The setting: the early 1940s, New York — city of refuge, city of hope, with the specter of a red-hot Europe at war.
At the novel’s center: Anna (known as the Rat), an exotic Hungarian countess with the face of an angel, beautiful eyes, and a seraphic smile, with a passionate intelligence, an exquisite ugliness, and the power to enchant. . Her second cousin Herbert, a former minor Austrian civil servant who believes in Esperanto and the international rights of man, wheeling and dealing in New York, powerful in the social sphere yet under the thumb of his wife, Adeline. . Michael, their missing homosexual son. . Felix, a German pediatrician who dabbles in genetic engineering, practicing from his Upper East Side office with his little dachshund, Schatzie, by his side. . The Tolstoi String Quartet, four men and their instruments, who for twenty years lived as one, playing the great concert halls of Europe, escaping to New York with their money sewn into the silk linings of their instrument cases. .

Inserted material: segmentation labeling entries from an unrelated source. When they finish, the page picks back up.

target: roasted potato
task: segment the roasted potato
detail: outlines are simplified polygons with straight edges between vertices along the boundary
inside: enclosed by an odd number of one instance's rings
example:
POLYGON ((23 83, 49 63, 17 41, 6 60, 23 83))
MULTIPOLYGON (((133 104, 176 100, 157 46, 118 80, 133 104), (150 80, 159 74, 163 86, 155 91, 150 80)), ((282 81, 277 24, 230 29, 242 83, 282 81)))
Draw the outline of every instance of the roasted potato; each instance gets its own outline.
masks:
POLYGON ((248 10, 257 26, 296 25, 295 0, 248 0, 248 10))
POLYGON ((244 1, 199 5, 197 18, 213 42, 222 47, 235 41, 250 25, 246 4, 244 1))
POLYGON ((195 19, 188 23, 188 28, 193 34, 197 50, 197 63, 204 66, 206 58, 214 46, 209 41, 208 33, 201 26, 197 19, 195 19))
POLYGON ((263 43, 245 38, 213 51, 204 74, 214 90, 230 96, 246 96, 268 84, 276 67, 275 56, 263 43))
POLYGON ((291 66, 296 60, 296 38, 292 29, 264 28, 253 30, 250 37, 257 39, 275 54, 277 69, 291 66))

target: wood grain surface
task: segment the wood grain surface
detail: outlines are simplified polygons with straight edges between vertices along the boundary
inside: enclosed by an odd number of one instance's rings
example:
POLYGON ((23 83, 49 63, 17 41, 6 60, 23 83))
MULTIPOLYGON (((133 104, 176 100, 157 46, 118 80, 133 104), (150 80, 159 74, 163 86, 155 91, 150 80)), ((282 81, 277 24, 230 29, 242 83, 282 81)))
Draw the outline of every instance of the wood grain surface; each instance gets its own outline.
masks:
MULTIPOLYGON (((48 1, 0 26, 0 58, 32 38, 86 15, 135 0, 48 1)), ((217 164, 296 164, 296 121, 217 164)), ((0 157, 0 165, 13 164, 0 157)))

And watching them all: Herbert’s eight-year-old granddaughter, Maria, who understands from the furtive fear of her mother, and the huddled penury of their lives, and the sense of being in hiding, even in New York, that life is a test of courage and silence, Maria witnessing the family’s strange comings and goings, being regaled at night, when most are asleep, with the intoxicating, thrilling stories of their secret pasts. . of lives lived in Saint Petersburg. . of husbands being sent to the front and large, dangerous debts owed to the Tsar of imperial Russia, of late-night visits by coach to the palace of the Romanovs to beg for mercy and avoid execution. . and at the heart of the stories, told through the long nights with no dawn in sight, the strange, electrifying tale of a pact made in desperation with the private adviser to the Tsar and Tsarina — the mystic faith healer Grigory Rasputin (Russian for “debauched one”), a pact of “companionship” between Anna (the Rat) and the scheming Siberian peasant — turned — holy man, called the Devil by some, the self-proclaimed “only true Christ,” meeting night after night in Rasputin’s apartments, and the spellbinding, unspeakable things done there in the name of penance and pleasure. .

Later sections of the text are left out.